Every kid, teenager, grown up, adult and senior is very well accustomed to the jingle, ‘have a break; have a KitKat’. Not just the jingle but the chocolate in question has a vivid impact in our minds creating a powerful visual imagery of a four finger chocolate bar with ‘KitKat’ engraved on each finger, its history dating back to 1935, when Nestlé, the U.K. chocolate confectionery produced it for the very first time.
The Hon’ble Court of Justice of the European Union (CJEU) recently finalised the much awaited decision in Société des Produits Nestlé S.A. v. Cadbury UK Limited.[i]Nestlé, had applied for the registration of the shape of their four-finger KitKat bar as a trademark, at CJEU which was opposed by fellow chocolatier rival, Cadbury, who dreaded that if the same was granted, Nestlé would establish a monopoly on all four-fingered chocolate products. In 2010, Nestlé had resolved to register the said trademark, initially being successful, but any further achievement was thwarted by Cadbury, who raised an objection further escalating the legal challenge to the High Court and eventually to the CJEU.

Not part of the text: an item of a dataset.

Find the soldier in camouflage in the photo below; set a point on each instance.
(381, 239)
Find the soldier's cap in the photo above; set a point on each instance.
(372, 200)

The CJEU in turn thoroughly examined the said shape, and after much deliberation, rejected the application. It is pertinent to mention that shapes, three-dimensional images and other non-conventional features can be registered as trademarks, for example the triangularly shaped Toblerone chocolate. The main contention by Nestlé, in support of their application, was the survey it conducted amongst the public, wherein an image of the four-finger shape was shown to the said public, asking them to identify the same. According to this, around 90% people who participated had recognised/mentioned ‘KitKat’ as their answers.
Despite this consuming public response, the application was rejected solely on two main grounds; one that the survey did not venture far enough to accommodate within the definition of a ‘trademark’, under Section 1(1) of the Trade Mark Act, 1994 (TMA) which states that “any sign capable of being represented graphically, capable of distinguishing goods or services of one undertaking from those of other undertakings”. Though the four-fingered shape was associated with Nestlé’s goods, nonetheless it could not warrant that the shape alone would be enough so as to distinguish the goods as being a Nestlé product. Whether shape could independently differentiate the goods as Nestlé’s, without using other visible trademarks, like the KitKat logo or shape of the bar or the well-known red and white packaging and italic lettering, was questioned.
Secondly the shape was barred from registration under TMA, as it was commonly accepted that KitKat had 3 main elements; rectangular shaped slab, divided trenches of the four-fingers and number of said trenches. Under the TMA, section 3(2) enshrines that a trademark cannot comprise solely of:
a) shape resulting from nature of goods themselves; or
b) shape of goods necessary to obtain technical result.
Finally, the CJEU considered that ‘obtainment of technical result’ included reference to the way the goods were manufactured and function; so as to prevent future manufacturing or obtaining monopoly on technical solutions or functional traits of goods. Further, the number and angle of the trenches were governed by explicit machinery and apparatus used to cast the chocolate bar thereby establishing that this fell under the possibility of ‘obtaining technical result.’
Hence, the CJEU assessed and ascertained if the application fell under the scope of section 3(2) of the TMA, further holding that the shape’s characteristics ensued from nature of goods, as chocolate bars are more or less rectangular shaped. They opined that the trenches existed to enable consumers to break and eat the fingers.
This decision proves Courts’ reluctance in allowing manufacturers to propagate monopolies with respect to trademarks, which are the results of technical solutions or mere functional characteristics of the product. However the same is granted protection, provided sufficient distinction and history of usage is proved.
[i] Case C-215/14, Société des Produits Nestlé S.A. v. Cadbury UK Limited.